The ratio of the price at sale to the original listing price is holding steady at 96 percent, with higher percentages reported depending on the type of real estate. “Townhouses are averaging right now at and above the asking price,” Gardner said. She attributes this to the popularity of downsizing and the dearth of available townhouses in Forsyth County.

“There’s really no bottom-feeding going on with land right now,” Gardner said.

Forsyth County is the fastest-growing new homes market and one of the tightest markets overall in metro Atlanta, according to Frank Norton Jr., president of The Norton Agency.

One measure of a tight market is months of inventory, or the length of time it would take to sell the current inventory of homes, given current conditions and no new inventory entering the market. When the Forsyth County market started to pick up in late 2012 to early 2013, the months of inventory plummeted quickly. In January 2013, it was 5.2 months. Six months later, it was 2.8 months. Earlier this summer it was at 3.4 months, still less than half the eight months of inventory Norton said creates a market equilibrium.

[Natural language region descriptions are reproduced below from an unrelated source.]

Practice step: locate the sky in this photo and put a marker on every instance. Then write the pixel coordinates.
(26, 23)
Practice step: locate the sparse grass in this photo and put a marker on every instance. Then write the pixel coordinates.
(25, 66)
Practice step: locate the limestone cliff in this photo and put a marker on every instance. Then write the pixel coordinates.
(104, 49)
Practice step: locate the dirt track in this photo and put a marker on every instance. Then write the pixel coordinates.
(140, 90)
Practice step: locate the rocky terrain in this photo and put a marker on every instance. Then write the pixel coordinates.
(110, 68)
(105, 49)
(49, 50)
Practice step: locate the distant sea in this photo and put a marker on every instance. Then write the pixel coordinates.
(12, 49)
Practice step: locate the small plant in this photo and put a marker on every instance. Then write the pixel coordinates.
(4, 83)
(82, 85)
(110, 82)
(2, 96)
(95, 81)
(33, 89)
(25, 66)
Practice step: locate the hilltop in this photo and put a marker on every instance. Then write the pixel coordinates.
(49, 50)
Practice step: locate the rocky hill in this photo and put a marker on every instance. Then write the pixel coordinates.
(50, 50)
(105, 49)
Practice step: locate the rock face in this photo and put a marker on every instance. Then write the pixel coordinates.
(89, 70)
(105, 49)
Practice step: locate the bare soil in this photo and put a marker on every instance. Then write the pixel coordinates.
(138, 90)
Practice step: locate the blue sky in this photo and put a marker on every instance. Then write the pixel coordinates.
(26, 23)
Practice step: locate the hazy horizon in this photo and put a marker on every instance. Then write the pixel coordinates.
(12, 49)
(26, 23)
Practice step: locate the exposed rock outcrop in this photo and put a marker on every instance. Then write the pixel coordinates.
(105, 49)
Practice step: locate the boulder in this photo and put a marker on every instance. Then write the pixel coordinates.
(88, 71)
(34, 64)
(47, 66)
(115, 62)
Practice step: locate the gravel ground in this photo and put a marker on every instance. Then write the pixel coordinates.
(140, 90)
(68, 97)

If months of inventory drops below three, Norton predicts the Forsyth market could experience a severe shortage and switch quickly from the seller’s market it is now to a “major buyer’s market.”

“The challenge is to keep sustainability,” Norton said. Lenders, appraisers and federal regulators haven’t kept up with the market, particularly a market as strong as Forsyth County.

The lending climate is more than cautious, he said. “It’s the Dark Ages.” A queasiness lingers from the recent up-and-down cycles of the market and lenders are holding back. “It’s the Feds that are holding regulation. Forsyth will have to wait for the rest of the country to catch up.”

CLOSER LOOK

65,852 2014 YTD estimate of Forsyth County population, which has steadily increased by more than 5,000 residents since 2010.

7,714 In the first quarter of 2012, Forsyth County vacant developed lots (VDL).

5,040 In the first quarter of 2014, Forsyth County vacant developed lots. (VDLs had dropped by 45 percent.)

2X Annual residential closings more than doubled from the first quarter of 2012 to the first quarter of 2014.

$343,000 Average price at sale, or 82 percent of the average listing price. Sold prices are going up quickly while listing pricescome down.